Paper No. 8
Presentation Time: 5:00 PM

TO INTERPRET THE EARTH: STAN SCHUMM'S GEOPHILOSOPHY


BAKER, Victor R., Department of Hydrology and Atmospheric Sciences, University of Arizona, Tucson, AZ 85721-0011, baker@email.arizona.edu

Grove Karl Gilbert (1843-1918) once observed, “…whoever in publishing the result of a scientific inquiry sets forth at the same time the process by which it was attained, contributes doubly to the cause of science.” He added (Gilbert, 1886, The Inculcation of Scientific Method by Example, p. 288), “The investigator becomes an educator when in giving his work to the world he describes the route by which his end was reached.” Stanley A. Schumm contributed much valuable scientific work to the world, including a number of the fundamental concepts for modern geomorphology, but he also wrote extensively on the philosophical and methodological issues related to that work.
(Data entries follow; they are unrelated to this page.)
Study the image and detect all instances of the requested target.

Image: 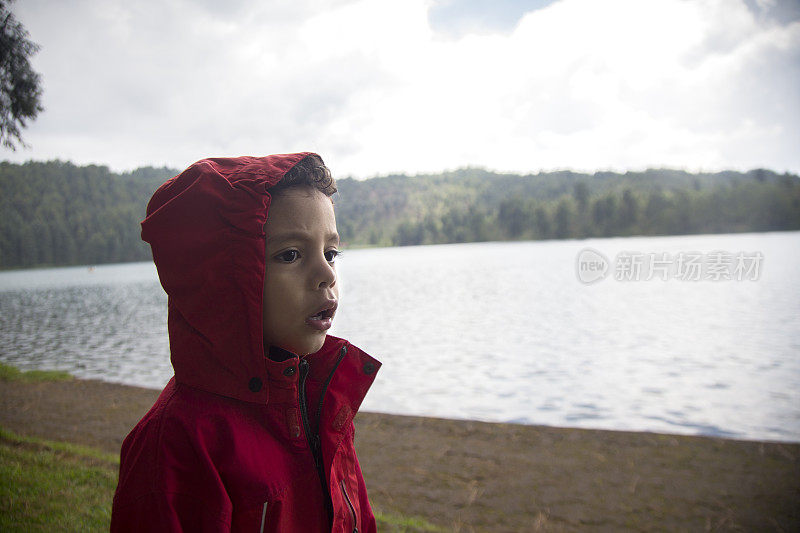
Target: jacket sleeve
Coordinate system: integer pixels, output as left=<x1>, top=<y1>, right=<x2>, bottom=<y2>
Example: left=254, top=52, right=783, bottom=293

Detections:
left=354, top=444, right=378, bottom=533
left=111, top=492, right=231, bottom=533
left=111, top=402, right=232, bottom=532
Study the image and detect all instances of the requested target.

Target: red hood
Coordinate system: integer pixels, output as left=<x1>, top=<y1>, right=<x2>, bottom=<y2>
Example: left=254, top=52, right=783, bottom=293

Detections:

His 1991 book To interpret the Earth: Ten Ways to be Wrong builds upon a 1985 paper, “Extrapolation and Explanation in Geomorphology: Seven Reasons for Geologic Uncertainty”, published in Transactions, Japanese Geomorphological Union. Following in the footsteps of G.K. Gilbert, T.C. Chamberlin, William Morris Davis, Douglas Johnson, and J. Hoover Mackin, Schumm in his 1991 book sought to rectify the general condition that, “…geologists tend to go about their scientific endeavors without giving much thought to the manner in which they proceed” (Schumm, 1991, p. 2). To, “…question and understand very common ideas that all of us use everyday without thinking about them…” is the main concern of philosophy (Thomas Nagel, 1987, What Does it all Mean?). Schumm’s philosophy holds that extrapolations in geology largely derive from (1) a concept of geological uniformity (actualism), and (2) a specialized use of analogical reasoning. Schumm’s geophilosophical writings mainly deal with the complexity of geological problems and with the many pitfalls that can arise along the path toward what is today commonly presumed to be predictive understanding. Scientific accomplishments in Stanley Schumm’s geophilosophy are more appropriately based on an approach to problems rather than on specific scientific methods. That approach is no better exemplified than in the scientific work of Stanley A. Schumm.